Sophie Mitchelmore (born 21 January 2001) is an English cricketer who currently plays for Hampshire. An all-rounder, she is a right-handed batter and right-arm medium bowler. She has previously played for Oxfordshire and Southern Vipers.

==Early life==
Mitchelmore was born on 21 January 2001 in Banbury, Oxfordshire.

==Domestic career==
Mitchelmore made her county debut in 2016, for Oxfordshire against Cornwall. In 2017, she was Oxfordshire's joint-leading wicket-taker in the County Championship, with 7 wickets including her List A best bowling figures of 5/10, taken against Dorset. She scored her maiden half-century in the 2018 Women's County Championship, as well as ending the season as the fourth-highest wicket-taker across the whole tournament, with 18 wickets at an average of 7.44. In the 2019 Women's County Championship, she was Oxfordshire's second-highest run-scorer and joint-leading wicket-taker, with 135 runs and 9 wickets, as well as making a career-best score of 63* against Wiltshire.

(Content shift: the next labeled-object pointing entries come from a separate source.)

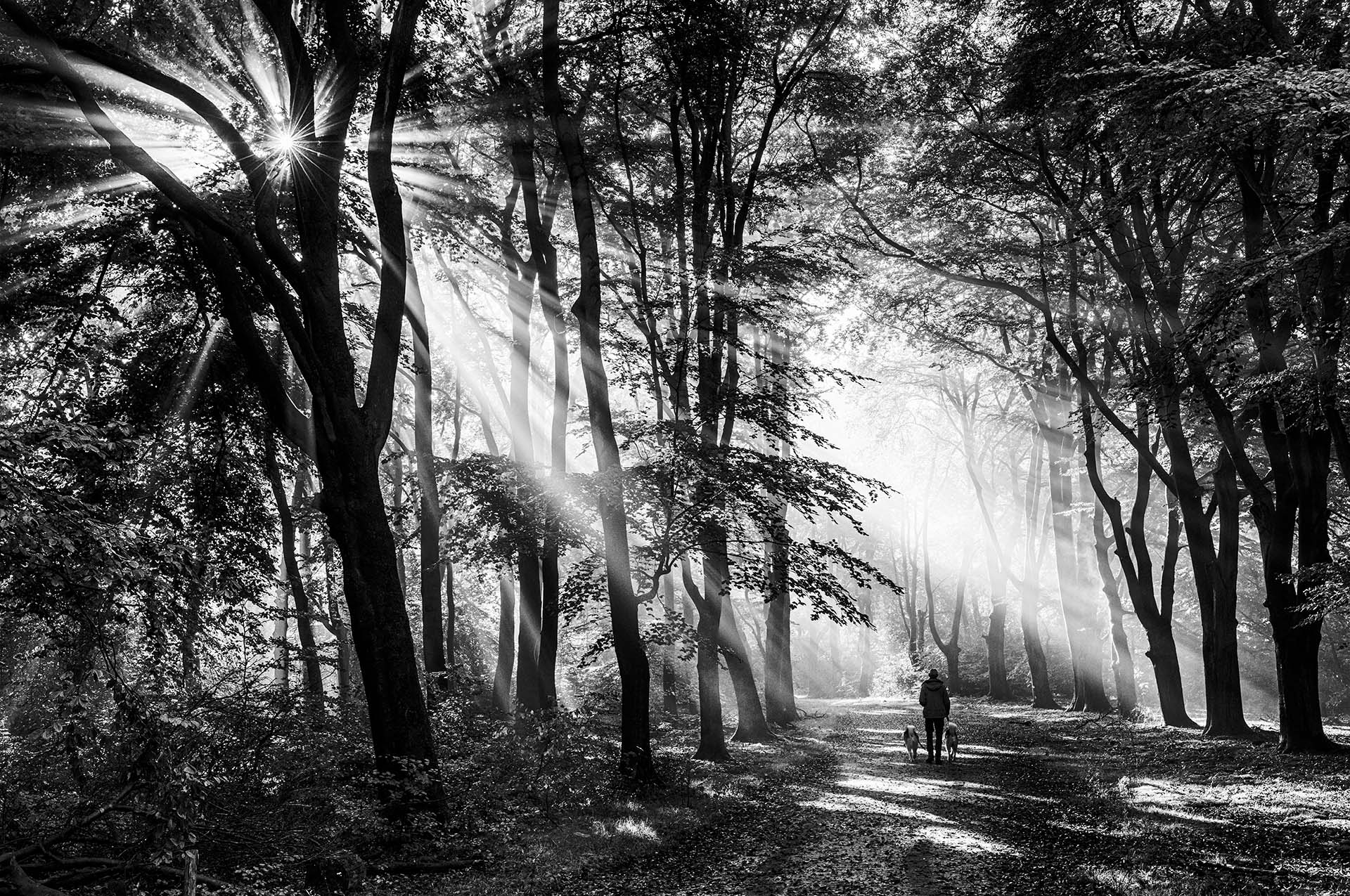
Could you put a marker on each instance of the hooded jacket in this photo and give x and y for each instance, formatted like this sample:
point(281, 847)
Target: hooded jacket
point(934, 699)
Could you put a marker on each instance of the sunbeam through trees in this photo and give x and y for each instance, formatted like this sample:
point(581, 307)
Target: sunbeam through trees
point(543, 447)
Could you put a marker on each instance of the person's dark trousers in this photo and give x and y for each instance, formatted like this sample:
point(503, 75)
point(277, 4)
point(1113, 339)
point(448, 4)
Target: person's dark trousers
point(934, 730)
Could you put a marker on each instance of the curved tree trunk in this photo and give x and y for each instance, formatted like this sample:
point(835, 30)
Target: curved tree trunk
point(1043, 695)
point(712, 739)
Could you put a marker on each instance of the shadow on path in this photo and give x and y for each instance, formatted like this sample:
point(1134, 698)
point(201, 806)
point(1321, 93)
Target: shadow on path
point(1037, 803)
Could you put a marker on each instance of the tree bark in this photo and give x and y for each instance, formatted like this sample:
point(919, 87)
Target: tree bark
point(506, 642)
point(1087, 682)
point(635, 673)
point(312, 676)
point(712, 739)
point(428, 517)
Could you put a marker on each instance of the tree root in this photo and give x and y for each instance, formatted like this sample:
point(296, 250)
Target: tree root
point(18, 881)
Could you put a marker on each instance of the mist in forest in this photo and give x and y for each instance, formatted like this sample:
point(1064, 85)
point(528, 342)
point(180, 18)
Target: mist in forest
point(674, 446)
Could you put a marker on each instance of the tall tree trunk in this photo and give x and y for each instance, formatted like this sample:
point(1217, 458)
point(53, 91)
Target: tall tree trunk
point(1043, 695)
point(635, 673)
point(506, 642)
point(342, 632)
point(751, 725)
point(996, 636)
point(428, 517)
point(952, 647)
point(670, 671)
point(1088, 693)
point(456, 422)
point(280, 632)
point(779, 698)
point(520, 297)
point(312, 675)
point(712, 739)
point(550, 575)
point(1122, 664)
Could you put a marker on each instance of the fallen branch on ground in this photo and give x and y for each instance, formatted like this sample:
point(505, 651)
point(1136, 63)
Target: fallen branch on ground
point(41, 846)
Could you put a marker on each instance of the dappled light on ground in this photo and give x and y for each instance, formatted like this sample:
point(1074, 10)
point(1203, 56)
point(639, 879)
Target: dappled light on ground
point(1046, 803)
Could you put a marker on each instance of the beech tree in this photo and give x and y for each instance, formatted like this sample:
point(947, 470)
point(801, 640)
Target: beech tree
point(285, 258)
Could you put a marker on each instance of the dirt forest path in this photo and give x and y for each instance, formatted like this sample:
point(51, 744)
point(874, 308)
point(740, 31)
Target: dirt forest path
point(1037, 803)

Ahead of the 2021 season, Mitchelmore joined Hampshire. She played 6 matches for the side in the Twenty20 Cup, scoring 76 runs with a best of 43*. In April 2021, Mitchelmore was named in the Southern Vipers Academy squad for the season, and made 78 for the side in a match against the Western Storm Academy on 18 August 2021. On 28 August 2021, Mitchelmore made her debut for the full Southern Vipers side, in a Charlotte Edwards Cup match against South East Stars. She went on to play one further match in the tournament that season. She played one match for Hampshire in the 2022 Women's Twenty20 Cup. Ahead of the 2023 season, she re-joined the Southern Vipers squad, but did not play a match for the side that season. She played six matches for Hampshire in the 2023 Women's Twenty20 Cup, scoring 113 runs and taking one wicket.